A possible argument against Dacian ethnicity is that Roman emperors did not use the long-established imperial victory-title (cognomen ex virtute) Dacicus Maximus (literally: "the greatest Dacian") for victories over the Carpi, but instead adopted the separate title Carpicus Maximus. This was introduced by Philip the Arab in 247, the first Roman emperor to defeat the Carpi in person. Such titles were usually ethnographic, not geographical (i.e. Dacicus meant "victorious over the Dacians", not "victorious in Dacia") The existence of a separate victory-title for the Carpi may imply that the Romans did not consider the Carpi to be ethnic-Dacians. The same argument may also apply against a Sarmatian or Germanic identity for the Carpi, as Sarmaticus and Germanicus were also established titles in Philip's time. However, the victory-title argument is not conclusive, as 3rd-century emperors used three titles simultaneously to indicate victories against the same ethnic group, the Iranians: Parthicus ("Victorious over the Parthians"), Medicus ("Medes") and Persicus ("Persians").

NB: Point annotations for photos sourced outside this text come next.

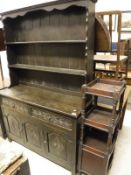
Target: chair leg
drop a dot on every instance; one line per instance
(122, 115)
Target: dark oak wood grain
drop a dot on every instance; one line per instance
(50, 50)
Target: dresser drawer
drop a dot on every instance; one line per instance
(15, 106)
(53, 118)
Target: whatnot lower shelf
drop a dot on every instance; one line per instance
(101, 120)
(95, 145)
(46, 42)
(49, 69)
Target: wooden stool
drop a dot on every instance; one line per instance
(19, 167)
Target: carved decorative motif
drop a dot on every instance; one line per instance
(57, 145)
(53, 118)
(17, 106)
(32, 134)
(14, 126)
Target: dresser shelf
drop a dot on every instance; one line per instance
(47, 42)
(49, 69)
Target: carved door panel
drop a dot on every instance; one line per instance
(35, 136)
(59, 146)
(13, 124)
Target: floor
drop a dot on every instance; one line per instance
(120, 166)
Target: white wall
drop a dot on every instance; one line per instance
(104, 5)
(101, 5)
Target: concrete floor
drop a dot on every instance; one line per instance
(121, 164)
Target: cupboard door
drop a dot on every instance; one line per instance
(35, 137)
(59, 146)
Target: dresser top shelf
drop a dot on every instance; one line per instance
(58, 101)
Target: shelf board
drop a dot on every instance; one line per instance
(49, 69)
(50, 99)
(46, 42)
(110, 71)
(95, 145)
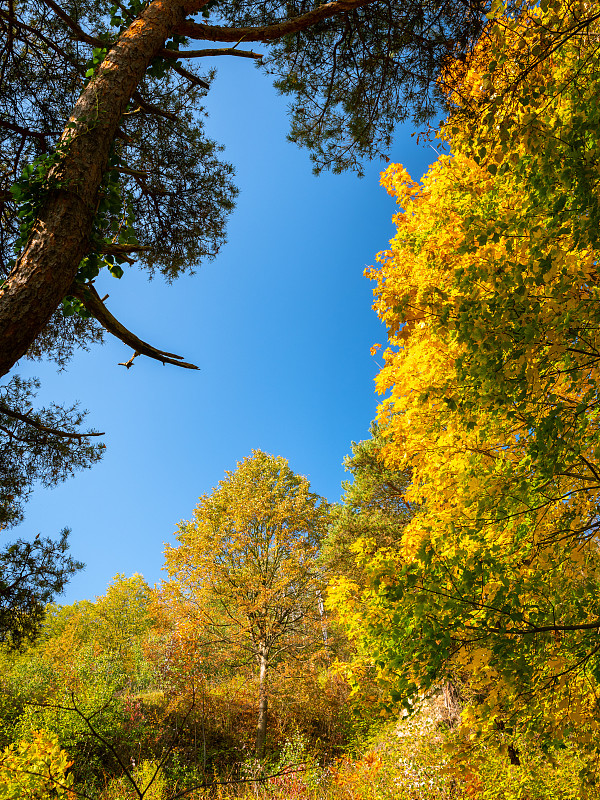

IMPERIAL VICTORY TITLES: DACICUS and CARPICUS
Emperor Dacicus (Maximus)
(date)
Carpicus (Maximus)
(date)
Specimen
inscription*
Trajan 106 AE (1927) 151
Hadrian 118 CIL II.464
Antoninus Pius 157 CIL VIII.20424
Maximinus Thrax 236 AE (1905) 179
Philip the Arab 247 Sear 2581
Trajan Decius 249-51 CIL II.6345
Gallienus 256/7 CIL II.2200
Aurelian 275 272 CIL XIII.8973
Diocletian, Galerius & colleagues 296-305 (5 times) AE (1959) 290
Galerius 305-11 (6th time) CIL III.6979
Constantine I 336 317 CIL VI.40776; CIL VIII.8412

Note: *Some of the titles above are attested to in multiple inscriptions.